Meltdown was successfully reproduced on the following systems:

Using the exception handling strategy, it was possible to leak kernel memory at a rate of 122 KB/s. Using Intel TSX to suppress exceptions that goes up to 502 KB/s.

Meltdown was also demonstrated within containers (Docker, LXC, OpenVZ). This gives access to information both from the underlying kernel and also all other containers running on the same physical host.

… the isolation of containers sharing a kernel can be fully broken using Meltdown.

Defences?

Kernal address space layout randomisation (KASLR) makes it harder to find the kernel memory, but not by much it turns out. An attacker can simply search through the address space, or de-randomise the direct-physical map: “assuming that the target system has at least 8GB of physical memory, the attacker can test defences in steps of 8GB, resulting in a maximum of 128 memory locations to test.

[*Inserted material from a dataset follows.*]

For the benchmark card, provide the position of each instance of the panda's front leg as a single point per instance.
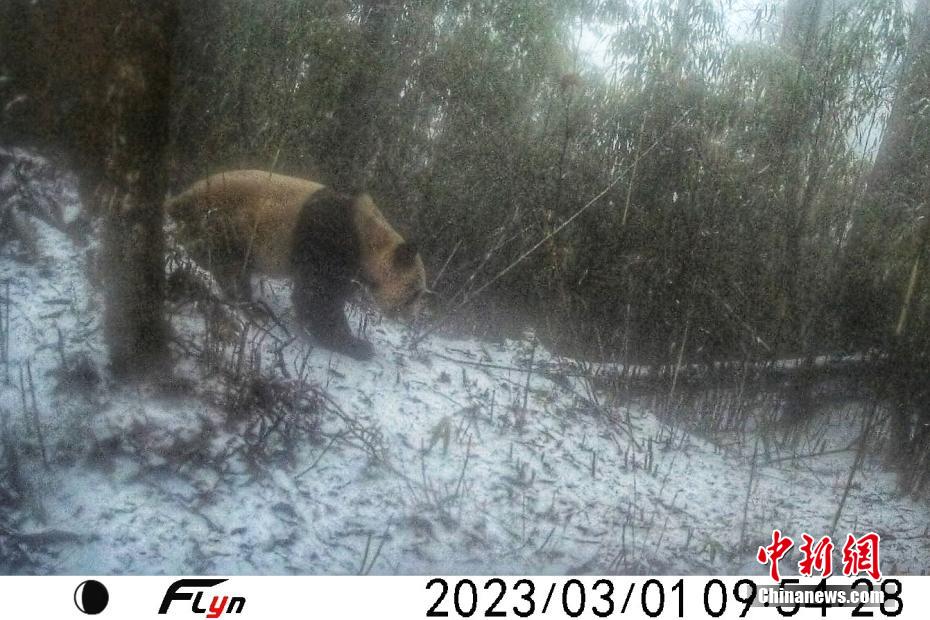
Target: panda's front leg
(320, 305)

The KAISER patch by Gruss et al. (or its equivalents) seems to be what is going into the OS patches (mitigations really – this isn’t a software vulnerability remember). It provides stronger isolation between kernel and user space by mapping only the bare minimum of kernel memory in user space (and still with the protection bit set of course).

Consequently, Meltdown cannot leak any kernel or physical memory except for the few memory locations which have to be mapped in user space. We verified that KAISER indeed prevents Meltdown, and there is no leakage of any kernel or physical memory.

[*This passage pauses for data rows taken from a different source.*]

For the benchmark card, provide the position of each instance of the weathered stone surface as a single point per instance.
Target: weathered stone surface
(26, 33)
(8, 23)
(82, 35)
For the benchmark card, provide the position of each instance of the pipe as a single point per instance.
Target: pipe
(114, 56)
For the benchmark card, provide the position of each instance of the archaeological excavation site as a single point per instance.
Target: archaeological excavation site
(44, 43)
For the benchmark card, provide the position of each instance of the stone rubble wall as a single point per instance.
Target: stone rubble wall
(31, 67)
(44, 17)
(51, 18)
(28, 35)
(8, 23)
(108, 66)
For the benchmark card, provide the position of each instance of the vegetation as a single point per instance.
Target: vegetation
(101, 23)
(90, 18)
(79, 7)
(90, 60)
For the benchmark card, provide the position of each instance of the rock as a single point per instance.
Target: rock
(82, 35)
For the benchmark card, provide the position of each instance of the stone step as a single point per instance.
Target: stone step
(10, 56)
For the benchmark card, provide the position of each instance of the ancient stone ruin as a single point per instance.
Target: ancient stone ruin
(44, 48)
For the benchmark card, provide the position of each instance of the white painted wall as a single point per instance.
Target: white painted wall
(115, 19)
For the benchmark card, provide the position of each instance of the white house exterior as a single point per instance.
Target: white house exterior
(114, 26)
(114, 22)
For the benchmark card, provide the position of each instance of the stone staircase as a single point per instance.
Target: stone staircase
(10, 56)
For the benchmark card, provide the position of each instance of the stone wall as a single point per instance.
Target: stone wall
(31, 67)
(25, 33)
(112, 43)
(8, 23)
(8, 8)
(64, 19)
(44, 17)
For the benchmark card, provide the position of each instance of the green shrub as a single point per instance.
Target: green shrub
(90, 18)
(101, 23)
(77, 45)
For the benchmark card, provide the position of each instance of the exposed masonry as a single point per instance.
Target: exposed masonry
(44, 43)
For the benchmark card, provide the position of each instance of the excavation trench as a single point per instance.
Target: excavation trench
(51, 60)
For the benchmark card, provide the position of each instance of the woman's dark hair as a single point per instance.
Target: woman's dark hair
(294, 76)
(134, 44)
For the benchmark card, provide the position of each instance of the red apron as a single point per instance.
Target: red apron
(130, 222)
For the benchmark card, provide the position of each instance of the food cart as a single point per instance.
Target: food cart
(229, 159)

That sounds alright then? Apply the patches, pay the performance penalty, forget about Meltdown and move onto worrying about Spectre? Not quite… it’s important to keep reading into section 7.2 of the paper where we find this:

Although KAISER provides basic protection against Meltdown, it still has some limitations. Due to the design of the x86 architecture, several privileged memory locations are required to be mapped in user space. This leaves a residual attack surface for Meltdown… Even though these memory locations do not contain any secrets, such as credentials, they might still contain pointers. Leaking one pointer can be enough to again break KASLR, as the randomization can be calculated from the pointer value. Still, KAISER is the best short-term solution currently available and therefore be deployed on all systems immediately.

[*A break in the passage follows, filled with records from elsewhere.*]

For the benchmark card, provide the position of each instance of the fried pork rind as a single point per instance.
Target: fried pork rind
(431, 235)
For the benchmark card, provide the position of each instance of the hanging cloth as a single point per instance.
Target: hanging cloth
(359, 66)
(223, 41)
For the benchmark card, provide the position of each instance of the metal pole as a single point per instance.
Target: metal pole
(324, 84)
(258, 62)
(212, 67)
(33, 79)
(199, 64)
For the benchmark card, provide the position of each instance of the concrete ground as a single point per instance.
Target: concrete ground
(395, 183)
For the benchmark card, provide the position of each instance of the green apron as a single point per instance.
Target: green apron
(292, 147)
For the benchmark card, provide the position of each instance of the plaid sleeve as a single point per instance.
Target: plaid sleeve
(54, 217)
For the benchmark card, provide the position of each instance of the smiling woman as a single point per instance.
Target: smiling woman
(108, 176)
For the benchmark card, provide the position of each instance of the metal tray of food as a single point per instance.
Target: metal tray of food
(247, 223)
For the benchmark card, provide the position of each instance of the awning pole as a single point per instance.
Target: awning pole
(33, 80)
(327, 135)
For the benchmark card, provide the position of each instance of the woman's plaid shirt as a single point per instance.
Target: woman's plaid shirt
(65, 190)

The authors were unable to reproduce Meltdown on ARM and AMD CPUs, though that’s not quite the same thing as saying that variations of the attack will not be possible.

The world will never be the same again…

Meltdown fundamentally changes our perspective on the security of hardware optimizations that manipulate the state of microarchitectural elements. The fact that hardware optimizations can change the state of microarchitectural elements, and thereby imperil secure software implementations, is known since more than 20 years. Both industry and the scientific community so far accepted this as a necessary evil for efficient computing… Meltdown changes the situation entirely… it is nothing any (cryptographic) algorithm can protect itself against. KAISER is a short-term software fix, but the problem we uncovered is much more significant.

One of the sobering things here is that improved performance is an observable effect which creates a side-channel to leak information. (That’s not a new observation, witness all the variations on the Flush+Reload cache attacks for example). But what would it mean to eliminate that side-channel? The whole point of performance improvements is that they’re observable! If you don’t see improved performance, it’s not a performance improvement. Moreover, if we think about adding noise we can only slow down discovery but not eliminate it — it’s possible to add noise that makes the occasional cached data be returned more slowly, but not the other way round. Making everything always go as slowly as the slowest possible route doesn’t seem all that appealing either!

And then there’s this:

Even if Meltdown is fixed, Spectre will remain an issue. Spectre and Meltdown need different defenses. Specifically mitigating only one of them will leave the security of the entire system at risk.

You locked the front door, but you left the backdoor wide open.